I’m going to explain that idea with a lot of examples so that it will make sense. My paid subscribers already get this packaged into the algorithms that I use. That’s why each bubbly sector is given a rating from 1 to 5. They get daily (or weekly) read out from the algorithms that say, for example, that Bitcoin is a Green 4 as opposed to a Green 5.
(The algorithms I use are a little more complicated, but I tell people exactly what I’m doing on each trade anyway so they can follow easily.)
Yet, even paying subscribers will be helped with this lesson so that they understand better what each signal mean.
Before we start, I want to point out that I’ve explained how to find moving averages for momentum trading in this article.
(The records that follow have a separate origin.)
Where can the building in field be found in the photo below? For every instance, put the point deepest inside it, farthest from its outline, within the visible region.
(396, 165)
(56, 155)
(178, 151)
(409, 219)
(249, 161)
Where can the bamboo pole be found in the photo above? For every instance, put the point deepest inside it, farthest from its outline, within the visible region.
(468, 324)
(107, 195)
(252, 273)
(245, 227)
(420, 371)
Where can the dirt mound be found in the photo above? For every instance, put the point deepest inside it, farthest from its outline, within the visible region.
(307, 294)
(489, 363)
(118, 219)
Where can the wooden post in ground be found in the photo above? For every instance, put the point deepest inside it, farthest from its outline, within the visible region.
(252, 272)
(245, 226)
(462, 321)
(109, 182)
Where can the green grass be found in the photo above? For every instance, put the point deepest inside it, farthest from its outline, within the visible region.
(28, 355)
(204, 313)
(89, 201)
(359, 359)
So, if you need a little refresher you can look there. If you don’t know whether you need a refresher, just read on and go to that article if something doesn’t make sense.
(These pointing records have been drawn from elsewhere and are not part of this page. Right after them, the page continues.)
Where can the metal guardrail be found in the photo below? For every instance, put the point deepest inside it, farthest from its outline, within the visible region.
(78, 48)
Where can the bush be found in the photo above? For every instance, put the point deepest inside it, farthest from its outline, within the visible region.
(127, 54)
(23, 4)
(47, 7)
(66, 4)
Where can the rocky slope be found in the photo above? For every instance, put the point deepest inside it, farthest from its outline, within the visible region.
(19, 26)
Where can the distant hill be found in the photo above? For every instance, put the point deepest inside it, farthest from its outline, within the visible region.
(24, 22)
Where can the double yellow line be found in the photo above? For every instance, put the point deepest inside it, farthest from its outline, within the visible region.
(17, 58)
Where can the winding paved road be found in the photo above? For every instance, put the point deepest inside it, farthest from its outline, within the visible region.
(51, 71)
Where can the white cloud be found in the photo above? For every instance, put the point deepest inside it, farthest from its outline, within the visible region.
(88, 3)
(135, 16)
1. Fast and Slow Moving Averages
Let’s start by looking at the 2017 bubble for Bitcoin, which was the most recent and so will be the most reliable for drawing conclusions (I backtest on all bubbles, but always start with the most recent one).
Just to make sure everyone is on board. We’re looking at momentum strategies that hold that the trend is your friend. You buy when the price is above your indicator (usually a moving average) and sell when it drops below.
Here’s Bitcoin, in black, and a 160-day simple moving average (SMA) in blue.
If you sold out when the price dropped below the 160 SMA, that would have been on February 3rd at about $8277.
Now here’s a faster moving average, the 50-day SMA. It’s in red, Bitcoin again in black.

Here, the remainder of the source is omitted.